当日は、まず先生に、私の短歌についての講義をしていただき、それから私の朗読となりました。続いて、朗読した短歌を例にとりながら、短歌の特徴や魅力について話したのですが、聴衆にはアメリカ人も多く、どれぐらい伝わったのか、やや不安。けれど、笑うところでは笑い、納得するところでは頷いてもらえ、かなりいい感じだったのではないかと思います。

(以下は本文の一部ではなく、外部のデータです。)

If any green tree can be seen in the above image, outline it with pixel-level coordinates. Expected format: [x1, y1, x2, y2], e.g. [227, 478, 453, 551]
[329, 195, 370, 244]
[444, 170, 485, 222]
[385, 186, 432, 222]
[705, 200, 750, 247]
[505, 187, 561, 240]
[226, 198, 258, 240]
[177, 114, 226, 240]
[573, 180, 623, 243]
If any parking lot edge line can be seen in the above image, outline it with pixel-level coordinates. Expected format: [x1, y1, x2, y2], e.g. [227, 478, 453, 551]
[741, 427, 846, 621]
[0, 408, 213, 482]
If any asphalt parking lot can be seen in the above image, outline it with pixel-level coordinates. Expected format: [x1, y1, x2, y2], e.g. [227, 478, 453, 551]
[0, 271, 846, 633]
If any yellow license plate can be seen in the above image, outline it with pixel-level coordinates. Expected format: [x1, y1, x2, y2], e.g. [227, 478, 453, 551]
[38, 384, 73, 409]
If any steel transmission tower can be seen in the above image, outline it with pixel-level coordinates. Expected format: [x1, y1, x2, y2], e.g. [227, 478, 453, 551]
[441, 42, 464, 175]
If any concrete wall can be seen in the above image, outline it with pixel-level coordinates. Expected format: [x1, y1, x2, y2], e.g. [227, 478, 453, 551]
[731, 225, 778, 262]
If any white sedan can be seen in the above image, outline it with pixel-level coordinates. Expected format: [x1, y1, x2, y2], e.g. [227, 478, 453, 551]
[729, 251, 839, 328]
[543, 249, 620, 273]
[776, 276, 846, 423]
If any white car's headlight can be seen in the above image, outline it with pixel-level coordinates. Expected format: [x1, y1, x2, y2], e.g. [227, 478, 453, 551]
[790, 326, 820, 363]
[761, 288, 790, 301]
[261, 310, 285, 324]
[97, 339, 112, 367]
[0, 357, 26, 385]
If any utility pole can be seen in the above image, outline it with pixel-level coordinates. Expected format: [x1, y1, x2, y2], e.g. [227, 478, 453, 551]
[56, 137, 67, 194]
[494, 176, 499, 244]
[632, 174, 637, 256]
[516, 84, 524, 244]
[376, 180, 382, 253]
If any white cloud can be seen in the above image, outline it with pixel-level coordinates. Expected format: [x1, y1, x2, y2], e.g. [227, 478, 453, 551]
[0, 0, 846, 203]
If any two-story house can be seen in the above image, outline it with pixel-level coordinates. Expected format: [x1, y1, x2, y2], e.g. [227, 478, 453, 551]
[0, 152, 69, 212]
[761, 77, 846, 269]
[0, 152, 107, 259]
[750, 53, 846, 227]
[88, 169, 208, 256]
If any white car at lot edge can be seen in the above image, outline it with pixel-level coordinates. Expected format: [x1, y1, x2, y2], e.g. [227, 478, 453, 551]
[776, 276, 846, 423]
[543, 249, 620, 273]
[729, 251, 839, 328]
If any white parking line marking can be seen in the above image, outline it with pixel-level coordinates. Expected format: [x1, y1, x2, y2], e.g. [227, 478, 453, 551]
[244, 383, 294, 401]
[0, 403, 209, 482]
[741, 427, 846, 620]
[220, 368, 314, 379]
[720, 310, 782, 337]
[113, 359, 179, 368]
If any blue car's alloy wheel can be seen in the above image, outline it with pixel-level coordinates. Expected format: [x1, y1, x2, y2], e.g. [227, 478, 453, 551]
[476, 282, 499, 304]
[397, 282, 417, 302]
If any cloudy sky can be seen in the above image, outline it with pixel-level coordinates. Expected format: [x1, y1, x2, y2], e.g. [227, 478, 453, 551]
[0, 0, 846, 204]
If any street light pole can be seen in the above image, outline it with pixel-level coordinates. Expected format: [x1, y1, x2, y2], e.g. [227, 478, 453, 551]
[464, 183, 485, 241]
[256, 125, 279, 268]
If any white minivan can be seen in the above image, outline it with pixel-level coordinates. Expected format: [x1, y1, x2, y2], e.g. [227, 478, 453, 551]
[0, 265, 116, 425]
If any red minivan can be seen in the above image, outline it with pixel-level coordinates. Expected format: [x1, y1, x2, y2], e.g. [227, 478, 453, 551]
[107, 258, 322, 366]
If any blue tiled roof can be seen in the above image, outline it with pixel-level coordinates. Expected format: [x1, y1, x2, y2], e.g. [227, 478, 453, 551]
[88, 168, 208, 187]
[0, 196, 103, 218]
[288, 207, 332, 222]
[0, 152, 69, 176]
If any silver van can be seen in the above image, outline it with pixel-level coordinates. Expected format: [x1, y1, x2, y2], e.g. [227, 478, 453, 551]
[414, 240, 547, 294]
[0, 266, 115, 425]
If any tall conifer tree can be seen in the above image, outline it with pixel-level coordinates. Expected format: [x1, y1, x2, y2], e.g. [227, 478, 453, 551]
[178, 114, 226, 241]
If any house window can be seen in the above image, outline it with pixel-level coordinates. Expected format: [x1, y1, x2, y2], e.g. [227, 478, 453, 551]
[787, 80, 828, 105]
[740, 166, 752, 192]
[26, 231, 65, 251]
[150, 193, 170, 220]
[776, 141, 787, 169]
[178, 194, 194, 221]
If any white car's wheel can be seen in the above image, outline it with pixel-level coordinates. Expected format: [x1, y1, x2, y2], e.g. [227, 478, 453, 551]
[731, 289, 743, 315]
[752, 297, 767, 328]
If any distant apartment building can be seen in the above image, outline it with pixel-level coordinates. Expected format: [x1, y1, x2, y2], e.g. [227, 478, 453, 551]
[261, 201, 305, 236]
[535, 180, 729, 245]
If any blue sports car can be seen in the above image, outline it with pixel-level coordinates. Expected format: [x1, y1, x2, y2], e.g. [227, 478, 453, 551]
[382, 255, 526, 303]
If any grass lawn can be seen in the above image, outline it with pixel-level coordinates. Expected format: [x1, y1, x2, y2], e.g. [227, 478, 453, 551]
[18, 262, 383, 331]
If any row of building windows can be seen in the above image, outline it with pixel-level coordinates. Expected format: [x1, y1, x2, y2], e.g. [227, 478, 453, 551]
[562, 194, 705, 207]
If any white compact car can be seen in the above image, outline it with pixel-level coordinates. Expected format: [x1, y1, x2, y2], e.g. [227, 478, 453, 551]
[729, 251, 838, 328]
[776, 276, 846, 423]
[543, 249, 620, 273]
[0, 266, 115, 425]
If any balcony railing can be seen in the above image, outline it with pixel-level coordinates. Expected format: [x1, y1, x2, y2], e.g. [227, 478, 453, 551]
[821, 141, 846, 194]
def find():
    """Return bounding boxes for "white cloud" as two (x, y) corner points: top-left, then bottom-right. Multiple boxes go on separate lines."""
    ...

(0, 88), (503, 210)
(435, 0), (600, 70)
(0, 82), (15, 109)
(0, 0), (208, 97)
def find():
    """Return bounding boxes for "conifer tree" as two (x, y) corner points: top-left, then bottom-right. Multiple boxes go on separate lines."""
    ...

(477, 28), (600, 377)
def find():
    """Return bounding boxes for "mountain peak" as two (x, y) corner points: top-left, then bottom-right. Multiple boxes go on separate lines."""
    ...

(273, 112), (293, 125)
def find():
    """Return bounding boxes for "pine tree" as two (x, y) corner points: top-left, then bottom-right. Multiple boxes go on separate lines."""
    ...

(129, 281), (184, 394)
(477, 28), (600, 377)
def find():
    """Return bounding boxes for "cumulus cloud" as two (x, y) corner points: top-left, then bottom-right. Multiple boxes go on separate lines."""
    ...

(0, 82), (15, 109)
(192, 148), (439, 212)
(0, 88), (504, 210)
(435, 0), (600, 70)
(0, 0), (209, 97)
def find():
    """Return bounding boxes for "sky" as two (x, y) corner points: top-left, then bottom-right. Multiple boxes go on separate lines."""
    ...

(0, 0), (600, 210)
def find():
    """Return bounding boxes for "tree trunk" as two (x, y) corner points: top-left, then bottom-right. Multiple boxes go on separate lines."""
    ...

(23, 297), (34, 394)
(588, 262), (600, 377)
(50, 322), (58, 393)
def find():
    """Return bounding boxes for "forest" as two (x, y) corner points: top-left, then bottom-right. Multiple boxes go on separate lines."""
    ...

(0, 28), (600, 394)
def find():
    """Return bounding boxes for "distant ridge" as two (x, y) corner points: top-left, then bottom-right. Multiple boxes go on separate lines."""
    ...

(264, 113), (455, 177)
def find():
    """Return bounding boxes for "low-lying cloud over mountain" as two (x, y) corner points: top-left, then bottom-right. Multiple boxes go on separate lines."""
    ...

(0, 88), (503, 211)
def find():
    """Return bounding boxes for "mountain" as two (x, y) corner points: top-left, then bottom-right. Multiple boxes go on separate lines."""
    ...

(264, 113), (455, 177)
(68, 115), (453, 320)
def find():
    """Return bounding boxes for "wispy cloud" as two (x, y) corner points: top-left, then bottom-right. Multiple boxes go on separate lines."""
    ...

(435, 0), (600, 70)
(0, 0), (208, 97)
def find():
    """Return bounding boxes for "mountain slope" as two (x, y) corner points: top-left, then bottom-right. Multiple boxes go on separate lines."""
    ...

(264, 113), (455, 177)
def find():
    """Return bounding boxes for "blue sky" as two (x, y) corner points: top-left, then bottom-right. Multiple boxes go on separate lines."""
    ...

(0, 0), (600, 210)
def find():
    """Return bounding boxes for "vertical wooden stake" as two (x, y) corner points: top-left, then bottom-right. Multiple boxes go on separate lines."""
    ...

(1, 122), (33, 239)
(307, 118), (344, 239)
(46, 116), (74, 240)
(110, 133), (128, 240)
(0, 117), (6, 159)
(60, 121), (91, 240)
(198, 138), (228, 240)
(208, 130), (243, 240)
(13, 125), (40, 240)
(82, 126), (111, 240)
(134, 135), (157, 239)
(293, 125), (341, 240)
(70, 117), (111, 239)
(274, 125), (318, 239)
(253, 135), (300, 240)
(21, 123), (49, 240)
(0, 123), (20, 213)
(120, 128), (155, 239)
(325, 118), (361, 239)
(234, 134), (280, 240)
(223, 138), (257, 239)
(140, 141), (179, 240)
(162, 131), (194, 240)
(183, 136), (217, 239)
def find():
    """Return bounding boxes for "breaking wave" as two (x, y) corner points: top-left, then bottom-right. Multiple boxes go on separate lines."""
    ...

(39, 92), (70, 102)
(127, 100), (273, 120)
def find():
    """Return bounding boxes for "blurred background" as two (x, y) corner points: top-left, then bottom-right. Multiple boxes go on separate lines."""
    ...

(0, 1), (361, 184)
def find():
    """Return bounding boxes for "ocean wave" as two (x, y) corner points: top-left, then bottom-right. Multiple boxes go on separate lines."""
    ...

通訳のリンダさんという女性が、素晴らしい言葉の才能の持ち主で、彼女にも大いに助けられました。彼女は、宮崎はやおさんの信頼も厚く、アニメの英訳に毎回指名されて担当しているそうです。今回は「御法度」の英訳を手がけて、カンヌから帰ってきたばかりとのことでした。超売れっ子なのです。十八歳まで四国に住んでいたそうで、金髪のリンダが「何ゆーてんねん」と、関西弁を話す姿には、なかなか凛々しいものがありました。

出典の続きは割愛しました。